Through 2023, frontier-model capability was dominated by pre-training scale — bigger models, more data, more compute up front, then a single forward pass at query time. The seed of the shift was an old, almost embarrassingly simple trick: let a model write out its chain of thought — intermediate steps, scratch work, dead ends — before committing to an answer, and its performance on hard reasoning jumps. In 2024, OpenAI released o1, an LLM trained to spend tokens thinking before answering — generating long internal chains of reasoning the user mostly never sees. The capability gain on hard mathematical, scientific, and coding problems was large enough that the other major labs — Anthropic, Google, and the open-weights R1 from DeepSeek — shipped reasoning variants of the same recipe within months.

The training pattern, broadly: take a strong pre-trained LLM; reward it for producing chains of thought that lead to correct answers on hard problems; the model learns to spend more tokens — sometimes thousands — exploring, backtracking, checking its own work before committing. This is inference-time compute as a scaling axis, distinct from the pre-training scaling laws (Kaplan 2020, Chinchilla 2022) that had governed the prior era. The broader principle is that you can buy accuracy on a hard problem by spending more computation at the moment you answer rather than only during training — and there is more than one way to spend it: longer deliberate reasoning, sampling many candidate solutions and selecting the best, or explicit search and verification over a space of partial answers. What training adds is the discipline to use that budget well, rather than merely burning it. Capability gains on the hardest benchmarks — graduate-level science, olympiad mathematics, competitive programming — have been steep. The mechanism is partial: the chains of thought look like reasoning, but whether they reflect the model's actual computation or are post-hoc rationalisation is an open question, with implications for trust, evaluation, and safety.

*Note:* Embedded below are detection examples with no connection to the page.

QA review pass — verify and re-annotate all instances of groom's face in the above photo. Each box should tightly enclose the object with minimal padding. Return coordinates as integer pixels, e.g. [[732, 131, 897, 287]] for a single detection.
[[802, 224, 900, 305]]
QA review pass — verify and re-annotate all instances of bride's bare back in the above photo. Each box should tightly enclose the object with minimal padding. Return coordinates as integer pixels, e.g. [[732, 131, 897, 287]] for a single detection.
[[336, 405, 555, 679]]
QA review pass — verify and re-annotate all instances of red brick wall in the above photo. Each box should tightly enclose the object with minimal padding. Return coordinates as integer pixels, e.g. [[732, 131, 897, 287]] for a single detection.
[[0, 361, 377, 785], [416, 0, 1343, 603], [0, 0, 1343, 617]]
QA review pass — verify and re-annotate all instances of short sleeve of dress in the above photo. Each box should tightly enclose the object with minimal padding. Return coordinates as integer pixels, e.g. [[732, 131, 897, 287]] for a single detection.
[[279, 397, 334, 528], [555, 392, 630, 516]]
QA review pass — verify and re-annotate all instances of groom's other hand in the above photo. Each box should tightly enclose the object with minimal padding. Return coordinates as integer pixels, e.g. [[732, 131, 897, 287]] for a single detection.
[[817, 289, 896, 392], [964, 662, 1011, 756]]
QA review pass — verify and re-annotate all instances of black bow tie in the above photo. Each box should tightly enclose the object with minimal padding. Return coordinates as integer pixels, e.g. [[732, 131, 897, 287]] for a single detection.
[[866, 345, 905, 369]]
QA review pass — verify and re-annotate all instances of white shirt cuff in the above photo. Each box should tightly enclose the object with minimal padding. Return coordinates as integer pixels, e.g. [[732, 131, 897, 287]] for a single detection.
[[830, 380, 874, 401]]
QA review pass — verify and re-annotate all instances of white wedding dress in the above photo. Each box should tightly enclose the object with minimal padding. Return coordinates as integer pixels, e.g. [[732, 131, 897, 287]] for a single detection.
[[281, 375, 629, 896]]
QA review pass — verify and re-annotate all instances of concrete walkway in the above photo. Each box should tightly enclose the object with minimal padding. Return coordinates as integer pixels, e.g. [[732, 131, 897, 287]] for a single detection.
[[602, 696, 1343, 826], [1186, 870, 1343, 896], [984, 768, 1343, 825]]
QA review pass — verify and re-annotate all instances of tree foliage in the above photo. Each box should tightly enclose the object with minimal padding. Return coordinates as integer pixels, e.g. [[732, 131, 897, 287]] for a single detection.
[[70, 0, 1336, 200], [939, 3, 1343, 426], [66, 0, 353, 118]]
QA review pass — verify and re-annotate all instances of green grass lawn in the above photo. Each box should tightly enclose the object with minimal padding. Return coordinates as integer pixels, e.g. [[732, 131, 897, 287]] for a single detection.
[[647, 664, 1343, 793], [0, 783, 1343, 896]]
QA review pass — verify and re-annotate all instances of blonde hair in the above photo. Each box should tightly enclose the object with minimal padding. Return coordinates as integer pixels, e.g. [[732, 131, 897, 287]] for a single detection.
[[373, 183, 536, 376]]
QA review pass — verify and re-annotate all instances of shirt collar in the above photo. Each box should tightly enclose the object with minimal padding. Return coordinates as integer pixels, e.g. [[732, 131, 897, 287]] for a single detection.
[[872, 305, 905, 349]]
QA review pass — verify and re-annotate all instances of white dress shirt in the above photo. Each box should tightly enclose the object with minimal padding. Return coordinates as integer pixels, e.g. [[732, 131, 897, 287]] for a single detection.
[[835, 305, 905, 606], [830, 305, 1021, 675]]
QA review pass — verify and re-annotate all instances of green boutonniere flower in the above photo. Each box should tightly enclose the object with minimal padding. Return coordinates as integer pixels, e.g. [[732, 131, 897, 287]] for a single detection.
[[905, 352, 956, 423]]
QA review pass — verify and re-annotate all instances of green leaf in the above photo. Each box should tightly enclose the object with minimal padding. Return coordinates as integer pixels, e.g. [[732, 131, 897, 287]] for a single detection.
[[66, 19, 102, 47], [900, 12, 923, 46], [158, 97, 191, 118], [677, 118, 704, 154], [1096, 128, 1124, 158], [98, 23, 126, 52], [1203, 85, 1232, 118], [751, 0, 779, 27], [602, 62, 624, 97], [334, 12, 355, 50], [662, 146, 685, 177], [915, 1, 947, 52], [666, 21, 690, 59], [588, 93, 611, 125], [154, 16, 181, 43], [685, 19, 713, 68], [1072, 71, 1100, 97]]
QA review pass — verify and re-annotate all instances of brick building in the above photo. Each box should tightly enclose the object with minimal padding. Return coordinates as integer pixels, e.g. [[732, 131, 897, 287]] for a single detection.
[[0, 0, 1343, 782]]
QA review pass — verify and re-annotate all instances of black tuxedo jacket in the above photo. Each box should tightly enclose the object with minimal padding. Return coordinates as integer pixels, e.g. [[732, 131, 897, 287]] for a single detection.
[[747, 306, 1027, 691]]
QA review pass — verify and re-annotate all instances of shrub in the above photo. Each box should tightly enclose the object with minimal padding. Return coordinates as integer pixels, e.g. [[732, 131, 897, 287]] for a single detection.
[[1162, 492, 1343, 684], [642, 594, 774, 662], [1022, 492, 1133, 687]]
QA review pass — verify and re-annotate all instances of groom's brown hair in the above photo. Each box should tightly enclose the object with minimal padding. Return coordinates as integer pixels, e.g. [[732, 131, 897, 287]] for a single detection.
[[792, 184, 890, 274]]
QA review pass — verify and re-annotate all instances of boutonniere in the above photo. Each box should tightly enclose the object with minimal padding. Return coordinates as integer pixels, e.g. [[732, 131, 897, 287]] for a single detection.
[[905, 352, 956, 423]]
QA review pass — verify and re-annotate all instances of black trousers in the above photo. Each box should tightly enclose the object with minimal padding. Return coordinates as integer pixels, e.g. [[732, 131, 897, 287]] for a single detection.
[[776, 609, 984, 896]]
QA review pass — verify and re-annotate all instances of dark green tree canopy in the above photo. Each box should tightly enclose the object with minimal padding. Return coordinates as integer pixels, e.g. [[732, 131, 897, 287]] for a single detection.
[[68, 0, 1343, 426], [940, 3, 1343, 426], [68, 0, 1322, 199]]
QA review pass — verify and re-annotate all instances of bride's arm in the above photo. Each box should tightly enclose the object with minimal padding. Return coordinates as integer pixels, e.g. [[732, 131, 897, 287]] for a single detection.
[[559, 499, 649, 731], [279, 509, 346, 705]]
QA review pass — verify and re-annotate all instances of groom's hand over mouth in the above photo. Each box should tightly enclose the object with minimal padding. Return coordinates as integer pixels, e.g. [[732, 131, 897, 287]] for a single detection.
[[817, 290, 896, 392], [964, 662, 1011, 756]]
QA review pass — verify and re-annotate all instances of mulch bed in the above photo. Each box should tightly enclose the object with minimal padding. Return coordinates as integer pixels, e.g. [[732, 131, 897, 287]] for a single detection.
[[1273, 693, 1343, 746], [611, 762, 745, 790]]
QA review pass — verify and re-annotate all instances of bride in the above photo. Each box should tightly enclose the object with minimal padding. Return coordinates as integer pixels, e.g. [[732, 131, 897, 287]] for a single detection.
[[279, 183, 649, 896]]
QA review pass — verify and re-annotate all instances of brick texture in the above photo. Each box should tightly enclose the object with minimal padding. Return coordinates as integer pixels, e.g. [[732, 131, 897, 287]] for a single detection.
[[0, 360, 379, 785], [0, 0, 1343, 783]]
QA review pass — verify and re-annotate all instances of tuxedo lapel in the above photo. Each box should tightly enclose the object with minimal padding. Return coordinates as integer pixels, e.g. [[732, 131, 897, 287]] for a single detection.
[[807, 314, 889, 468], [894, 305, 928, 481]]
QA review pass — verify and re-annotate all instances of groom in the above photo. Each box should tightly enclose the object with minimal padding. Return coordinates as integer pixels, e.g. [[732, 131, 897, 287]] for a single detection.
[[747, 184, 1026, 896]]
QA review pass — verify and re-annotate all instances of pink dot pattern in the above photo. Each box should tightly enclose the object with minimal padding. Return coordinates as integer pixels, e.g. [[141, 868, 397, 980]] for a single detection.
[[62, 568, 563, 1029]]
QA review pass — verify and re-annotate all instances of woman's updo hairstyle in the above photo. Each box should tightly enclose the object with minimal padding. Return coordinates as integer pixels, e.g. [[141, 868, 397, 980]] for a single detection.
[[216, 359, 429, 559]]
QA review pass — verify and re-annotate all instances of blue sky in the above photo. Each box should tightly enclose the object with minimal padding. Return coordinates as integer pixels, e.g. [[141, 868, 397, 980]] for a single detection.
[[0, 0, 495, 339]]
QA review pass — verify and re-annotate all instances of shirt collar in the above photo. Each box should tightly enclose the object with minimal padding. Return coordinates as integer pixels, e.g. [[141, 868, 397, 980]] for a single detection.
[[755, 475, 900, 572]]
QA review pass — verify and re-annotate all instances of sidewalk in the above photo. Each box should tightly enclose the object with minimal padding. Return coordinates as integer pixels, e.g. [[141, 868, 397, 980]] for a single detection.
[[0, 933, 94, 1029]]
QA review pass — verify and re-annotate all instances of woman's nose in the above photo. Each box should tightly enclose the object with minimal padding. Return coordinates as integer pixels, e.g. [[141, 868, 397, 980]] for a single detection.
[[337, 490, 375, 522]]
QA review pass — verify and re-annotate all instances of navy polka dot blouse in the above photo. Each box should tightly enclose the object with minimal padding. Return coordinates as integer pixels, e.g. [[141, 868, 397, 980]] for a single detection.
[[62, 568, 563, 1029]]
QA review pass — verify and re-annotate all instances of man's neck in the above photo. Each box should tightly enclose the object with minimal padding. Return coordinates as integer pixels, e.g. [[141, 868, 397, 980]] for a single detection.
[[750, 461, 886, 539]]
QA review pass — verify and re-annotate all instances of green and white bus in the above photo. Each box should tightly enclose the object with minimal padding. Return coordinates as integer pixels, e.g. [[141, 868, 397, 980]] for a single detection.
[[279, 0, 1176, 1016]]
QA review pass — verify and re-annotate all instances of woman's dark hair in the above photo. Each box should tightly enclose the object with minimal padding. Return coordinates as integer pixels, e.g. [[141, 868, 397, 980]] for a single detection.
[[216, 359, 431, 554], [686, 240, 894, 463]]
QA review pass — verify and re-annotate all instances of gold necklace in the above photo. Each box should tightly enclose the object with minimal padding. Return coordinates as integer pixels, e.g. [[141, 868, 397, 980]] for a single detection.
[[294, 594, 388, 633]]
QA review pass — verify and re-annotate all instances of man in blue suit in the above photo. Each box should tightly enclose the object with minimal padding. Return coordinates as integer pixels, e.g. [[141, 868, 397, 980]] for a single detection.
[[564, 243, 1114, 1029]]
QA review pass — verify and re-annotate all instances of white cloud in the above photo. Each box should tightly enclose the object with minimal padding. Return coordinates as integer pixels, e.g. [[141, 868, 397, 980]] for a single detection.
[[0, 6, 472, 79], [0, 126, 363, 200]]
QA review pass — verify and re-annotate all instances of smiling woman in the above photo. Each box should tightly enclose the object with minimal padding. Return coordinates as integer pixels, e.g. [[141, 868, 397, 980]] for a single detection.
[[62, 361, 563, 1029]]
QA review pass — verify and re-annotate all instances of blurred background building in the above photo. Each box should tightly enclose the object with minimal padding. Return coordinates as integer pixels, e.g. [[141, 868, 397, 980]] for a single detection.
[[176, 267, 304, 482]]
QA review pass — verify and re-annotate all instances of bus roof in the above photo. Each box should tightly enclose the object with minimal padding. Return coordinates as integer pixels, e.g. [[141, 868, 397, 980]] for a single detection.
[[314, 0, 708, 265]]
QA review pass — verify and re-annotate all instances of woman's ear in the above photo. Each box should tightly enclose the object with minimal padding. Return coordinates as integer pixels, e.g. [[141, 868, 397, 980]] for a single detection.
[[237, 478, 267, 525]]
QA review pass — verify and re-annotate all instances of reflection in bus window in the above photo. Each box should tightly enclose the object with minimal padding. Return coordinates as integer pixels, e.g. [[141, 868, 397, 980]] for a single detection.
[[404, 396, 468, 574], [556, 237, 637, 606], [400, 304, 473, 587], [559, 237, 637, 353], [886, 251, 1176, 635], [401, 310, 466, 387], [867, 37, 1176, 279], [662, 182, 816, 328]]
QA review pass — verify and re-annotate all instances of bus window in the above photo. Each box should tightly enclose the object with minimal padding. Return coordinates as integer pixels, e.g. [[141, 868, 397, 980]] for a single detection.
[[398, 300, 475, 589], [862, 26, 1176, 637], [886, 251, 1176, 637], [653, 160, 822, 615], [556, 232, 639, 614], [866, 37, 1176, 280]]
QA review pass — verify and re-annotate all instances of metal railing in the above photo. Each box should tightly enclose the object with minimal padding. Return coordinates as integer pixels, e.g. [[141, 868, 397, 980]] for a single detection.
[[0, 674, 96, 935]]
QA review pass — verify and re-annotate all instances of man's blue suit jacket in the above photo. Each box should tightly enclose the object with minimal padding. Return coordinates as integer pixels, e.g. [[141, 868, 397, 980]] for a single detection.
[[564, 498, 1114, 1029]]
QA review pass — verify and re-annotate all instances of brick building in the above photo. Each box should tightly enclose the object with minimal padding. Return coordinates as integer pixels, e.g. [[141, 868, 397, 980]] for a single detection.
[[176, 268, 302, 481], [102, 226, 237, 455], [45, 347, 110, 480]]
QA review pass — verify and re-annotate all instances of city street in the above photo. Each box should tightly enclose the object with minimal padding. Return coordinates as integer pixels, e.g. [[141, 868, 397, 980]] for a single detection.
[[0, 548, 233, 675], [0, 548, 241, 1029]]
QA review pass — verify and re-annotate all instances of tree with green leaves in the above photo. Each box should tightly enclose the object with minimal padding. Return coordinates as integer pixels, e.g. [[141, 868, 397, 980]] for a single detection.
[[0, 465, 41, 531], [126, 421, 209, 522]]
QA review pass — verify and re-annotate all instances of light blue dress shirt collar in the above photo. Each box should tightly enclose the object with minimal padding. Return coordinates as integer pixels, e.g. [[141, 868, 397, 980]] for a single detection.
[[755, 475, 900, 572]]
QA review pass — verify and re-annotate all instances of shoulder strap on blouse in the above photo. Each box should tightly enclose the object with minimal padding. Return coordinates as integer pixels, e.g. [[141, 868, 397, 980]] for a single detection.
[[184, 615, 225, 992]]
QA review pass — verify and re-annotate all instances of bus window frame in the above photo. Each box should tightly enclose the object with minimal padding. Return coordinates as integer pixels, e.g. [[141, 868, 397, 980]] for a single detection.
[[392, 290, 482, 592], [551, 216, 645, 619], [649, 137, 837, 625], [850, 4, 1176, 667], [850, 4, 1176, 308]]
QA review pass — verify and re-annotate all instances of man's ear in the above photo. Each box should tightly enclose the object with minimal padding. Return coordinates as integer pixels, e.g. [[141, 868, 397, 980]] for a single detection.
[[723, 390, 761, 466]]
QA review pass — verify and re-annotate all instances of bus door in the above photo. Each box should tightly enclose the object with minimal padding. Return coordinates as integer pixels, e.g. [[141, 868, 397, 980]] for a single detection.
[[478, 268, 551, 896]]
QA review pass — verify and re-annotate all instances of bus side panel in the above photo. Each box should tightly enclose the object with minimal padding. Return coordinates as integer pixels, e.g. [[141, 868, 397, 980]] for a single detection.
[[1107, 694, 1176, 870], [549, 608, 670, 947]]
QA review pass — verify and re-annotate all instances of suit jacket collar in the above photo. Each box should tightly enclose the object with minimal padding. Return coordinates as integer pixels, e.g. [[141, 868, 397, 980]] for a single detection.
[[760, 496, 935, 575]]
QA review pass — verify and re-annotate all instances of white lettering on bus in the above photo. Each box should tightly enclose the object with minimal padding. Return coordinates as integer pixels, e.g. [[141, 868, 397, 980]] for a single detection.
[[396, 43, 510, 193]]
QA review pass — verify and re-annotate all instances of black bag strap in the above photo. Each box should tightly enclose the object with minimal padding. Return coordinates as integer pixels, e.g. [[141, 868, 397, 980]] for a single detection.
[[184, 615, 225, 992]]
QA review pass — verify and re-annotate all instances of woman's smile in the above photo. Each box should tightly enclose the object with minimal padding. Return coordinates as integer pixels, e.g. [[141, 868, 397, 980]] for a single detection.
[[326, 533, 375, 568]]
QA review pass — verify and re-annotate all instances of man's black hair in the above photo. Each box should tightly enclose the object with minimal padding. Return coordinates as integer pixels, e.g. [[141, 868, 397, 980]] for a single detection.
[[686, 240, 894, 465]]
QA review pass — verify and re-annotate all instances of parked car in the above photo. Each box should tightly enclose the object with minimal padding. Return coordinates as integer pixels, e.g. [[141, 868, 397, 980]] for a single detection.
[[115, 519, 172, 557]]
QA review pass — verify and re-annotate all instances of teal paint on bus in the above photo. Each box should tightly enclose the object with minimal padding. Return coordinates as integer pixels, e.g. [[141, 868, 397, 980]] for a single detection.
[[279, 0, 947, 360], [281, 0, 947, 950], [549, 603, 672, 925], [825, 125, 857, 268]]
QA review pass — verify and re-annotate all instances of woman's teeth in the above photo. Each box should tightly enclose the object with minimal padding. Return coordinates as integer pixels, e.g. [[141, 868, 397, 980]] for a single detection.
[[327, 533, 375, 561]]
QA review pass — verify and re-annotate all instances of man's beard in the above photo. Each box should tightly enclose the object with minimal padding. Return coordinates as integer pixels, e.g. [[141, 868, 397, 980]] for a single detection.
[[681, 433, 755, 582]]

There are limits — latency and cost rise with every extra token, and more tokens are not always better; past some point a model talks itself out of a correct answer. Emergent capabilities — sudden jumps at scale (Wei et al. 2022; contested by Schaeffer et al. 2023, who argued some emergence is an artifact of metric choice) — get a second life under this paradigm: more thinking time produces qualitatively different behaviour on a fixed model.

Why nowThe deeper reframing is a shift from scale the pre-training to also scale the thinking at answer time — two complementary axes rather than one. The most visible recent gains have come predominantly from the latter; whether further pre-training scale keeps delivering, and how the two axes interact, is being actively worked out. The frontier debate — capability ceilings, the path to AGI, what reasoning models tell us about cognition — has become partly empirical, partly philosophical. The honest position is that the trajectory is uncertain and the intellectually-defensible range of forecasts is wide.